Mikhail slipped the ticket and passport into his briefcase. Then he rang Orlov at Cheyne Walk to say he needed a few days off. “Sorry, Viktor,” he said, “but I’m burnt to a crisp. And, please, no phone calls or e-mails. I’m going off the grid.”
“For how long?”
“Wednesday. Thursday at the latest.”
“Take the week.”
“You sure about that?”
“I promise not to make a mess of things while you’re gone.”
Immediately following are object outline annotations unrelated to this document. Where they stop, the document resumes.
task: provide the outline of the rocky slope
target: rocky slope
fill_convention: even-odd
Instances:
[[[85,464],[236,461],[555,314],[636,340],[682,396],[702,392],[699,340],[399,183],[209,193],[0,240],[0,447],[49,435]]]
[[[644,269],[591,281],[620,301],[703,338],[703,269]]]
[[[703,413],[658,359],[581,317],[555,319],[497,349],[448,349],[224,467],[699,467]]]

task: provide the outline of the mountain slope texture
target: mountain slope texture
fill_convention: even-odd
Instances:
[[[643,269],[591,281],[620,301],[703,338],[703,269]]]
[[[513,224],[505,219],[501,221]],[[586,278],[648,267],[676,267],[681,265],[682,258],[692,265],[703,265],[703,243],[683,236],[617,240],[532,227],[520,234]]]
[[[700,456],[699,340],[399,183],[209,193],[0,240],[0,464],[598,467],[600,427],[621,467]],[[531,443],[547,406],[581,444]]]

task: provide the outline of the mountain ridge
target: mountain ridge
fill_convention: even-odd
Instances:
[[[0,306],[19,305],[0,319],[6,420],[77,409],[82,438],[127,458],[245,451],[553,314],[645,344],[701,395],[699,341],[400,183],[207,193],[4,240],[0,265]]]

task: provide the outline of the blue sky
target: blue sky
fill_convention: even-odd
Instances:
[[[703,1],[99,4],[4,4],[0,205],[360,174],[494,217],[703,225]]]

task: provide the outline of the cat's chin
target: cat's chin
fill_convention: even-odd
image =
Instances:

“Thanks, Viktor. You’re a dream.”
Mikhail tried to sleep that night, but it was no good; he had never been able to sleep the night before an operation. And so shortly after four the next morning, he rose from his bed and clothed himself in the armor of Nicholas Avedon, aka Nicolai Avdonin. A car appeared outside his door at six; it ferried him to Heathrow where he passed effo
rtlessly through security, with Christopher Keller and Dina Sarid watching his back. As he entered the departure gate, he saw a heavily altered version of Gabriel reading a copy of the Economist with what appeared to be inordinate interest. Mikhail walked past him without a glance and boarded the aircraft, but Gabriel waited until the doors were about to close before finally stumbling into the first-class cabin in a rush. After takeoff, British controllers routed the plane directly over the town of Basildon, and at half past ten precisely it passed into international airspace. Mikhail drummed his fingers nervously on the center console. He was now in the hands of his enemy. And so was the future chief of Israeli intelligence.
48
MOSCOW
The protesters trickled into Red Square in small clusters so that the Moscow City Militia and leather-jacketed thugs of the FSB wouldn’t notice—artists, writers, journalists, punk rockers, even a few old babushkas who dreamed of spending their last years on earth in a truly free country. By noon, the crowd numbered several hundred, too large to conceal its true motives. Someone unfurled a banner. Someone else produced a bullhorn and accused the Russian president of having stolen the last election, which had the advantage of being entirely true. Then he made a joke about all the other things the president had stolen from the Russian people, which the leader of the leather-jacketed FSB thugs didn’t find funny at all. With scarcely more than a nod, he unleashed the militiamen, who responded by smashing everything in sight, including several of the more important heads. The man with the bullhorn got the worst of it. When last seen, he was being hurled bloody and semiconscious into the back of a police van. Later, the Kremlin announced he would be charged with attempting to instigate a riot, an offense that carried a ten-year sentence in the neo-gulag. The subservient Russian press referred to the protesters as “hooligans,” the same label the Soviet regime applied to its opponents, and not a single commentator dared to criticize the heavy-handed tactics. They were to be forgiven for their silence. Journalists who annoyed the Kremlin these days had a funny way of ending up dead.